Shpilman Institute of Photography
- Abbreviation: The SIP
- Formation: 2010
- Dissolved: 2015
- Type: International Non-profit organization
- Legal status: A legal entity operating in accordance with the laws of the Israel
- Purpose: Promoting photography art
- Headquarters: Israel
- Location: 27 Schocken St., 3rd floor, Tel Aviv, Israel;
- Region served: Worldwide, Israel
- Members: National organization
- Official language: English, Hebrew
- Main organ: Board of Directors
- Website: www.thesip.org/language/en/frontpage/the-shpilman-institute-for-photography

= Shpilman Institute of Photography =

Israeli non-profit organisation

The Shpilman Institute for Photography (SIP) was an Israeli non-profit organisation which promoted photography worldwide.

==History==
SIP was founded in 2010 Shalom Shpilman in order to promote photography as an art in Israel and worldwide. The institute, located in Tel Aviv, hosts exhibitions, lectures and various artistic activities by people in the field of photography and media art.

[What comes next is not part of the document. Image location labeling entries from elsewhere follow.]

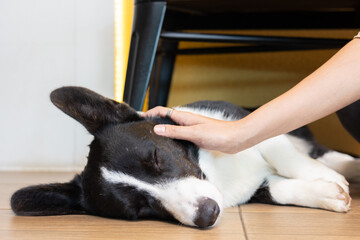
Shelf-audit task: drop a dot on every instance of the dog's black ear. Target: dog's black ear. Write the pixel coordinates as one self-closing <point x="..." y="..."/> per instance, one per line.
<point x="91" y="109"/>
<point x="49" y="199"/>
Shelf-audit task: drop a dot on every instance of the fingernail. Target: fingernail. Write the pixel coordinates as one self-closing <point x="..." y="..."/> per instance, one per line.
<point x="159" y="129"/>
<point x="340" y="197"/>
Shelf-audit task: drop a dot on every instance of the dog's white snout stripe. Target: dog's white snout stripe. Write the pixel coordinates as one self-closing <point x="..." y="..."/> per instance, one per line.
<point x="180" y="197"/>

The SIP also provides ground and holds academic research. It offers grants and scholarships to projects, both locally in Israel and internationally.

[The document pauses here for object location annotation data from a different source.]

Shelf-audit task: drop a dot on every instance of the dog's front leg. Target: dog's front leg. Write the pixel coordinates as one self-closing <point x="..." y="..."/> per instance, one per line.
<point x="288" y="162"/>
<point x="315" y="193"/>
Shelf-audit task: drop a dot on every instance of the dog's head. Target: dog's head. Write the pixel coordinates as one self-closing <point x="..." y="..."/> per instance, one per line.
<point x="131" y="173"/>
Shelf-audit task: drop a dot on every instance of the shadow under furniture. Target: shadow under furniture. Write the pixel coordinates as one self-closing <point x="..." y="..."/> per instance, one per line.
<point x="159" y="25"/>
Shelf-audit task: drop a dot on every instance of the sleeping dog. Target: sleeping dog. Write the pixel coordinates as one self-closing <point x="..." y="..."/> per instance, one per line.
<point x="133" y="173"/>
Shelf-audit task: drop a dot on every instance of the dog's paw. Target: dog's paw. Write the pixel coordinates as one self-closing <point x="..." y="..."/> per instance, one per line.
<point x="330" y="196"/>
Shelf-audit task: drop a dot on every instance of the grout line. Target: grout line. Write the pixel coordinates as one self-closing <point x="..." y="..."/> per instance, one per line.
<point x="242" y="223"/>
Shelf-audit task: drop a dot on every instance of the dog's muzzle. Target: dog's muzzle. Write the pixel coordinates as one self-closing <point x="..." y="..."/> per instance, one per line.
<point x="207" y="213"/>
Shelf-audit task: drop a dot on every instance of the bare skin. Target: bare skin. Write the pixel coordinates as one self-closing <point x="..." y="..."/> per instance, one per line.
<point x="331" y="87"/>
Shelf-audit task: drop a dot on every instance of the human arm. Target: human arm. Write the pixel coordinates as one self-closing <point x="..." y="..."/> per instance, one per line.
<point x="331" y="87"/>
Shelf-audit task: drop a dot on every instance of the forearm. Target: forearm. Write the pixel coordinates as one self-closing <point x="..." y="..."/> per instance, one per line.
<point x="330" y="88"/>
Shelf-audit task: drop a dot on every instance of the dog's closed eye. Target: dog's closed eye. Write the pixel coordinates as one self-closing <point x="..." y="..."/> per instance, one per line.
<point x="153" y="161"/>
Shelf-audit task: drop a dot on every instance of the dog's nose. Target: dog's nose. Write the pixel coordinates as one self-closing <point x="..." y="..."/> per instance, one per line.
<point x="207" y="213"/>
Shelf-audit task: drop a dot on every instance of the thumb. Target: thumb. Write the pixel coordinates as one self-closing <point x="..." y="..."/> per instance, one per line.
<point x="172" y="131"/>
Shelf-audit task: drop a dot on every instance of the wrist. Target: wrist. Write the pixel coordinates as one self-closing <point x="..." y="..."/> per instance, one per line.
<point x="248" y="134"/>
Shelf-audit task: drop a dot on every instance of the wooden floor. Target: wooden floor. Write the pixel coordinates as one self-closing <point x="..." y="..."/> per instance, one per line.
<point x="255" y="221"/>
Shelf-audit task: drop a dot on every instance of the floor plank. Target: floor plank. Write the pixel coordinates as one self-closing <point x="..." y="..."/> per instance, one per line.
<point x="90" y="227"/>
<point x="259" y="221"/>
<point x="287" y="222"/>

In addition to hosting temporary exhibitions, the SIP had a permanent collection with over 900 works, including photographs by Erwin Blumenfeld, Frederick Sommer, Berenice Abbott, Arthur Siegel, Nan Goldin, Cindy Sherman, Man Ray, Cecil Beaton, Elliott Erwitt, Bill Brandt, Andre Breton, Claude Cahun, Salvador Dalí, Harry Callahan, Paul Heismann, Yasuhiro Ishimoto, Adi Nes, Jeff Wall, Uri Gershuni, Ilit Azulay, Deganit Berest, Eli Lotar, Ohad Matalon, Lee Miller and Michal Heiman.

As of end 2016, Shpilman Institute of Photography ceased its activities and sold its permanent collection at Sotheby's and Christie's. Fifty-five works from the collection were purchased by Israel Museum. The organisation site's latest update was at the end of 2014 and the institute premises were vacated at the beginning of 2015. The Shpilman International Prize for Excellence in Photography remains active though patronage of Israel Museum.

==Shpilman International Prize for Excellence in Photography==

The Shpilman Institute for Photography in collaboration with The Israel Museum in Jerusalem awards the bi-annual Shpilman International Prize for Excellence in Photography.